Copilot cannot read UTF-8 from a Java Properties File


I'm speechless: Copilot get this well understood, old problem with a well established, extensively documented platform all wrong. My question was:

"Can you write UTF-8 in your Java .properties file?"

And it said: Copilot wrongly answering how to read UTF-8 from a Java .properties file

Its answer has three problems:

  1. The test data can be written with ISO-8859-1 encoding, so it doesn't prove that UTF-8 is working.
  2. What's worse, it doesn't work.
  3. Lastly, it gives the impression that this used to be a problem, but is no longer, listing different Java versions and so on, adding credibility to its answer.

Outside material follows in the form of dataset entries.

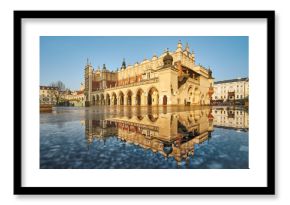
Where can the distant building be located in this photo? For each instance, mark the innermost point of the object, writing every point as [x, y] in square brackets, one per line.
[231, 90]
[173, 78]
[76, 98]
[47, 95]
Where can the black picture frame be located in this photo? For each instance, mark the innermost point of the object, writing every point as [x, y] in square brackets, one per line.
[19, 189]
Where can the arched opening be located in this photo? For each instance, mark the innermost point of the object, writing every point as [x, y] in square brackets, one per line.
[114, 99]
[102, 99]
[153, 117]
[190, 94]
[121, 98]
[196, 96]
[129, 97]
[98, 100]
[139, 96]
[164, 100]
[153, 97]
[108, 99]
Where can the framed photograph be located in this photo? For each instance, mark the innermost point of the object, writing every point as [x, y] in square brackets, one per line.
[144, 102]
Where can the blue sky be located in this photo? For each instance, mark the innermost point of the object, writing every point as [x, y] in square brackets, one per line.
[64, 57]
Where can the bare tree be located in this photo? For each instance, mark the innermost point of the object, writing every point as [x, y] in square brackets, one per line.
[59, 90]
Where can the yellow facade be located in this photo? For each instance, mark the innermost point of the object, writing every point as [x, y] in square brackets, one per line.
[170, 79]
[47, 95]
[234, 89]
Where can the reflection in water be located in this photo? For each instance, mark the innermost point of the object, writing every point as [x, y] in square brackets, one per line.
[170, 134]
[231, 118]
[147, 137]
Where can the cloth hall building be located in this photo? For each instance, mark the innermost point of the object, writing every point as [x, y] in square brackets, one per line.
[170, 79]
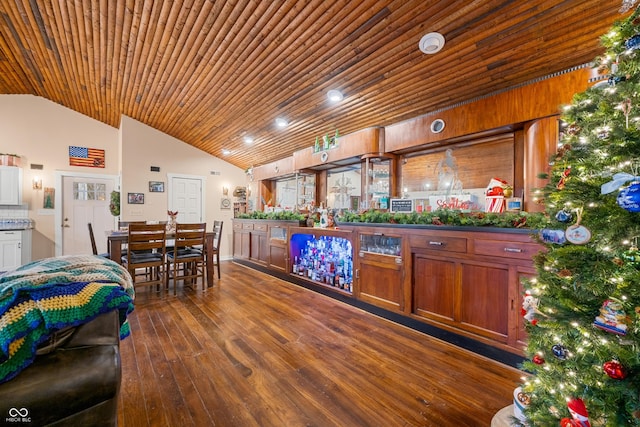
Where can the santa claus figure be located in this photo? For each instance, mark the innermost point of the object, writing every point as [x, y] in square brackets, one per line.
[579, 415]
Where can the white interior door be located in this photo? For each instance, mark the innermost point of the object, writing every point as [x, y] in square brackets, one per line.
[85, 199]
[186, 194]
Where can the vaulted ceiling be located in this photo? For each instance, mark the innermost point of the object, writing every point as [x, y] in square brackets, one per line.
[211, 73]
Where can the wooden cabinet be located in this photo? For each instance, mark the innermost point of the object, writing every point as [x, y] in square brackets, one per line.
[278, 247]
[463, 280]
[380, 269]
[241, 239]
[259, 243]
[262, 242]
[434, 287]
[470, 282]
[10, 185]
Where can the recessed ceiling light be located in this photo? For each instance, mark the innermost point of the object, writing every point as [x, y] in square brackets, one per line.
[431, 43]
[335, 95]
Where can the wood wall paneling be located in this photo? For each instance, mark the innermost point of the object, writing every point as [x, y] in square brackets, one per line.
[350, 146]
[517, 106]
[541, 143]
[477, 164]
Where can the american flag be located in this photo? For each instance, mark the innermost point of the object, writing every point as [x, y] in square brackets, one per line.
[82, 156]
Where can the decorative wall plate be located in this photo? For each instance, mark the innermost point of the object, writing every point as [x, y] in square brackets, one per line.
[578, 234]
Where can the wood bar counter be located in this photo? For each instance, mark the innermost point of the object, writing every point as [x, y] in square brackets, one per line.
[465, 280]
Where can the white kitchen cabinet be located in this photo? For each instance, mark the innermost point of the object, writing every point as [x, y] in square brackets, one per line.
[10, 249]
[10, 185]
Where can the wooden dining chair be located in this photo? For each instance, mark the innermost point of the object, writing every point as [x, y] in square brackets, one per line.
[187, 261]
[94, 248]
[217, 238]
[146, 251]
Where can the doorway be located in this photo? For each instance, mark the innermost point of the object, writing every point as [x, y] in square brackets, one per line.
[82, 198]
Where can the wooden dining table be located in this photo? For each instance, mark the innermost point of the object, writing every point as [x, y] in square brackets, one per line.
[115, 240]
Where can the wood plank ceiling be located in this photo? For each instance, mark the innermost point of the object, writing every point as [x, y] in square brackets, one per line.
[211, 72]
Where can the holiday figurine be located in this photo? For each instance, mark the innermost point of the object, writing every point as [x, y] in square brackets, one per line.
[529, 307]
[579, 415]
[563, 178]
[612, 318]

But alas, it doesn't work. You have to recode the string, read the bytes as ISO 8859-1, and then construct a new string as UTF-8.

SMH.

Ok, let's try out what the robot suggested using a recent Java version:

$ java -version
openjdk version "25.0.1" 2025-10-21
OpenJDK Runtime Environment Homebrew (build 25.0.1)
OpenJDK 64-Bit Server VM Homebrew (build 25.0.1, mixed mode, sharing)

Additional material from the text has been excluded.